Answer to Question #180601 in Geometry for Jas

Refer to the image attached.

Theory:

Converse Ceva's Theorem

For a triangle ABC and P,Q,R be the point on BC, CA and AB respectively.

then the line passing through P,Q,R are concurrent if and only if

$(\frac{AR}{RB})\cdot(\frac{BP}{PC})\cdot(\frac{CQ}{QA})= 1$

Solution:

Given ABCD is a parallelogram.

Consider E,F,G,H are mid points and lie on AB, BC, CD and DA respectively.

Now,

In triangle ABC

length of AE= length of BE ....(E is midpoint of AB)

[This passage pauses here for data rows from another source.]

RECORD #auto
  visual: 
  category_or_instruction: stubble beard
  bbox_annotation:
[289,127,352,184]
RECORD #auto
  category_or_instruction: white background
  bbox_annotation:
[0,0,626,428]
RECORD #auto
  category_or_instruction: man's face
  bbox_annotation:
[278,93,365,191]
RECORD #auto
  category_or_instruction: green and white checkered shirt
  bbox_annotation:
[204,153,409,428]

length of BF= length of CF ....(F is midpoint of BC)

length of AP= length of PC ....(P is center and diagonals of parallelogram bisect each other.)

$(\frac{BE}{AE})\cdot(\frac{AP}{PC})\cdot(\frac{CF}{BF})=(\frac{AE}{AE})\cdot(\frac{PC}{PC})\cdot(\frac{BF}{BF})\newline \quad\newline \therefore(\frac{BE}{AE})\cdot(\frac{AP}{PC})\cdot(\frac{CF}{BF})=1$

Using Ceva's Theorem

The lines AF, CE and BP(i.e DP) are concurrent.

Hence Proved.